What’s Your Strategy for Making Coaching a Habit?
For coaching to become your dominant leadership style, it needs to become a habit. Our lives are a reflection of what we repeatedly do—our habits. Establishing new habits is not easy, but it can be done. By changing one small habit at a time, we begin to become better versions of ourselves.
Making Coaching a Habit
Research has indicated that there are things we can do to make habits easier to form.
Along with consistent practice, it’s helpful if the habits you’re changing are small, specific and include a stimulus. Instead of saying, “I’m going to become a better coaching-based leader,” try something like: “When someone asks a question, I’m going to pause and ask myself, ‘Is this an opportunity for coaching?’” In this example, the stimulus is the question the other person is asking. Knowing that this is the stimulus will help form a habitual response—and since that habitual response is a coaching approach, it will help you become a better coaching-based leader. This example of a habit also starts out small by only focusing on reflecting if the situation is an opportunity for a coaching approach, rather than attempting to do everything at once.
When you implement your coaching-based habit, reward yourself. This is what conditions and literally re-wires your brain into being a coaching-based leader. Eventually, this habit becomes reflexive and automatic—you won’t have to consciously remember (or reward yourself) to pause and think, for example, whether it is an opportunity for coaching.

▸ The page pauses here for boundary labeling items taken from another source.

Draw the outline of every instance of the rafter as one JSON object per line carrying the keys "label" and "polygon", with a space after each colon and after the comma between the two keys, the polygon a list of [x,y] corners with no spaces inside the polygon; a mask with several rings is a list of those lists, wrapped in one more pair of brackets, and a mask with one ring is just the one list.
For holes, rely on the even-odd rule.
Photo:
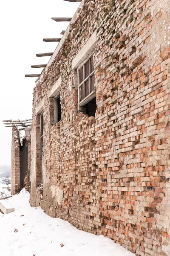
{"label": "rafter", "polygon": [[31,74],[30,75],[25,75],[26,77],[38,77],[41,74]]}
{"label": "rafter", "polygon": [[61,17],[61,18],[51,18],[52,20],[57,21],[57,22],[60,22],[62,21],[70,21],[72,18]]}
{"label": "rafter", "polygon": [[43,42],[60,42],[61,38],[44,38]]}
{"label": "rafter", "polygon": [[54,52],[46,52],[45,53],[37,53],[37,57],[45,57],[46,56],[52,56]]}
{"label": "rafter", "polygon": [[66,2],[71,2],[72,3],[78,3],[82,2],[82,0],[63,0]]}
{"label": "rafter", "polygon": [[45,67],[47,66],[46,64],[40,64],[40,65],[32,65],[31,67],[34,68],[40,68],[41,67]]}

What reward do you think would work best for you? This reward could be something as simple as treating yourself to a jellybean, or it could be putting a tally mark toward a bigger reward, like seeing a new movie in the theater.
Here are some other examples of small, specific actions you could implement to become more of a coaching-based leader:
- Start every meeting with an intention to take a coaching-based approach to the meeting
- At the end of every meeting, ask insightful questions like:
- “What haven’t we said yet that needs to be said?”
- “What’s our collective next step?”
- After a conversation, take out a notebook and jot down three bullet points about the other person’s perspective. Consider what went well and what could be done differently.
Challenge
Think about what habits are currently embedded in your day-to-day conversations. What can you begin to do to change some of those habits into coaching-based leadership approaches?